We can argue about what’s a more deserving genre or what we enjoy more, but when we look at sheer numbers, where does the money fall? (Please note: I’ve ignored any charts that list a category of “women’s/romance” since I feel this is both misleading and an improper labeling.)
(From publishingtechnology.com – Neilson data)
Again – this isn’t news. You’re going to see different comparison data with different percentages depending on how the chart chooses to divide up fiction. But romance outsells everything else, no matter whose chart you check. People have different explanations for why romance sales increase every year, but we won’t go into that. Romance sells. But we all knew that.
I find it interesting that many of these surveys of sales data will break out Mystery, Thriller and Suspense, but tend to lump all speculative fiction into Fantasy. What’s with that, number crunchers?
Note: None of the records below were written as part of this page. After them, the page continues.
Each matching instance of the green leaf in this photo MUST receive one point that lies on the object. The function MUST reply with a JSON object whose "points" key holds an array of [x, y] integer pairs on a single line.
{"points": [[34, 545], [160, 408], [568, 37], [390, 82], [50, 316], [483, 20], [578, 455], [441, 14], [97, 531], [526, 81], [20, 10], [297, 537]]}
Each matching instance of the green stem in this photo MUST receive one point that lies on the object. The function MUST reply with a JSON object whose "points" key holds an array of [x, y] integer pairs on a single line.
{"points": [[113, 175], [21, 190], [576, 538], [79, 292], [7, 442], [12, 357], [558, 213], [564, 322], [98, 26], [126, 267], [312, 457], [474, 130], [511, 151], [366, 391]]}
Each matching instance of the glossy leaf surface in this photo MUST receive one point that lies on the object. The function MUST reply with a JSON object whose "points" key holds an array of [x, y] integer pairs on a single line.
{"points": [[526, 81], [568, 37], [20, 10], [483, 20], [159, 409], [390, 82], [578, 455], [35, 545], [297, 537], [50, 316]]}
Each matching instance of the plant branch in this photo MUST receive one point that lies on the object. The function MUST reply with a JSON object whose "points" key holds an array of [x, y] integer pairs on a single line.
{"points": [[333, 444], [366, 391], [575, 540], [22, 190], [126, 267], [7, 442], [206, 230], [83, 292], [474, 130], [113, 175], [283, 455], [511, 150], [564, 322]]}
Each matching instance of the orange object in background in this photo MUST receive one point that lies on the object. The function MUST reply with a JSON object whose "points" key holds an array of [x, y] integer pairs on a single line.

As with any data, though, there are so many ways to slice and dice the numbers, often to show what you want the data to show.
Odd pie graph choices aside, we do have a good bit of market share to play with. Mysteries/Thrillers take about 20% of the genre market share when it’s all said and done. Science Fiction grabs about 5% and Fantasy a little over 6% in the adult market. While these are smaller pieces of the pie, they’re still significant pieces.
What’s the point to this little romp through statistics? Just this – genre fiction is big business, and we’re part of that. No, I’m not advocating trend following, or trying to say you should be writing something else. Unless you want to be a frustrated, flash in the pan writer, you have to be true to yourself, your voice and your vision.
But we have market share – it’s out there waiting. Spec fic has a consistent audience from year to year, one that has more organic growth than fad growth. Your readers are out there. Go find them.